With his glittering résumé, Mitt Romney runs well among college educated Republicans. (Robert Giroux/Getty Images)

“At the risk of oversimplifying it, I think that the upper-income college-educated [Republican] group is looking for a CEO for the economy, somebody who knows something about how jobs are created,” said veteran GOP consultant Ralph Reed, who was executive director of the influential Christian Coalition during the 1990s. “It is almost a managerial issue. I think what the more culturally conservative grassroots are looking for is a classic tea party candidate who is not intimidated by the establishment, not about to be cowed by media attacks; who will stand up and fight for them and will be a real game-changer, if elected, in terms of how Washington operates.”

Republicans have typically picked nominees who fit the manager mold more closely than the populist one (although some, particularly Ronald Reagan and George W. Bush, combined elements of both). But the demographic balance of power inside the GOP coalition is shifting downscale, a change that could provide a greater opening for the populists, including Palin if she runs. The party’s new tilt could also produce a 2012 race that divides the GOP much more than before along lines of class and education, the same fissures that have often characterized Democratic nominating contests, particularly the 2008 race between Barack Obama and Hillary Rodham Clinton.

“We know from history that usually, almost always, the manager wing—the mainstream conservative Republican wing—nominates the candidate,” says consultant John Weaver, a longtime senior strategist for 2008 GOP nominee John McCain. “But if we are seeing real cultural shifts inside the party where we will have more blue-collar, noncollege-educated voters, that could change.”

THE CLASS INVERSION

In the first decades after the New Deal, the GOP was the party of the corner office. During that era, Republican presidential and congressional candidates routinely ran better among white voters with at least a four-year college degree than among those without one, according to the University of Michigan’s biennial national election polls dating back to the early 1950s.

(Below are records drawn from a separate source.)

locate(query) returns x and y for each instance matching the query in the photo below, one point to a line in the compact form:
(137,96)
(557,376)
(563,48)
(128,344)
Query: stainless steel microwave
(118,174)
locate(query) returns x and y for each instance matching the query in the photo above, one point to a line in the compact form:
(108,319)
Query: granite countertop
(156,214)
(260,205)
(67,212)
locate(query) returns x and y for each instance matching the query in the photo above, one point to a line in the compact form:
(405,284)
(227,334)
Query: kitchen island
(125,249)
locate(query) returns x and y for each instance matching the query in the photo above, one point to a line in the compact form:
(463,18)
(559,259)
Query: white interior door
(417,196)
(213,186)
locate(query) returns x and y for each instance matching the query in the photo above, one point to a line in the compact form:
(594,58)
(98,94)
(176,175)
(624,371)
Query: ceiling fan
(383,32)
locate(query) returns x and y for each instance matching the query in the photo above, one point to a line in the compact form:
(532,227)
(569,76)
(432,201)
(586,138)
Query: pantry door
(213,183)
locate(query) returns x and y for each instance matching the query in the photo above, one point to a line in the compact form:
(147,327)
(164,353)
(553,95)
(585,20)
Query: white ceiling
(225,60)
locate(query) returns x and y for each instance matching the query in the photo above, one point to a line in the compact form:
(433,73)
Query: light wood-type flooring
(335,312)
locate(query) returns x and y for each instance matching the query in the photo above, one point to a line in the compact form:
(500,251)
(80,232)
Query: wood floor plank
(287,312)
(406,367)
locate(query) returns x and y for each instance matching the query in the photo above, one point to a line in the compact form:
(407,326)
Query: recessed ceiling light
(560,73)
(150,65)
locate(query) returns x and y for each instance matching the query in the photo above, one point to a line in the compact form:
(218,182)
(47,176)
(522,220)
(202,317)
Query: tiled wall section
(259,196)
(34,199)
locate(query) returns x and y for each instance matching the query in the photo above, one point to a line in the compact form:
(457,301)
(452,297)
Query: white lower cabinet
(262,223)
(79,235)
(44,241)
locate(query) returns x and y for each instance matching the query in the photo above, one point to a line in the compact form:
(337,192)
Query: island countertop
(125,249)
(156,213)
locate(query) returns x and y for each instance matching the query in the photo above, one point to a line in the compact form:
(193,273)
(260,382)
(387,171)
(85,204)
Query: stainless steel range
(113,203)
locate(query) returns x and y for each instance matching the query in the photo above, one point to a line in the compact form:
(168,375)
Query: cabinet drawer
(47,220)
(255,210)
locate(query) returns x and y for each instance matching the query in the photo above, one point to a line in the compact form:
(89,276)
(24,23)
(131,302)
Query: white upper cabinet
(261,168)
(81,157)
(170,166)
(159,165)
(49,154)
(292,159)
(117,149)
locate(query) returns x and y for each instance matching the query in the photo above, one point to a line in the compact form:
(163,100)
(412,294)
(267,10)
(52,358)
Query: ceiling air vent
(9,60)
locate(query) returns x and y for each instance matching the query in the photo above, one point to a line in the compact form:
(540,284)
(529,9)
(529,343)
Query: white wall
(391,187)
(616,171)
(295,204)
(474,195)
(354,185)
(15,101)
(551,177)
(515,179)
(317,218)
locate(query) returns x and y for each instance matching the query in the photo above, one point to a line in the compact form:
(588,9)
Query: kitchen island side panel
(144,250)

Since the 1960s, however, Republicans have steadily improved their position among working-class whites, many of whom lean toward the right on cultural and national-security issues and view government skeptically. As Republicans have reached deeper into those blue-collar communities, Democrats have improved their performance among college-educated white voters who trend toward liberal positions on the same social and foreign-policy issues that have drawn many working-class whites toward the GOP.

The result has reversed the historic pattern: In the three presidential elections since 2000, Bush and McCain each won a larger share of the vote among noncollege than college-educated whites. In the 2010 midterm elections, Republicans dominated among virtually all white voters, but the same pattern held: According to exit polls, the GOP captured the votes of a stunning 63 percent of noncollege whites in House races, an even more astronomical number than the 58 percent the party won among college-educated whites.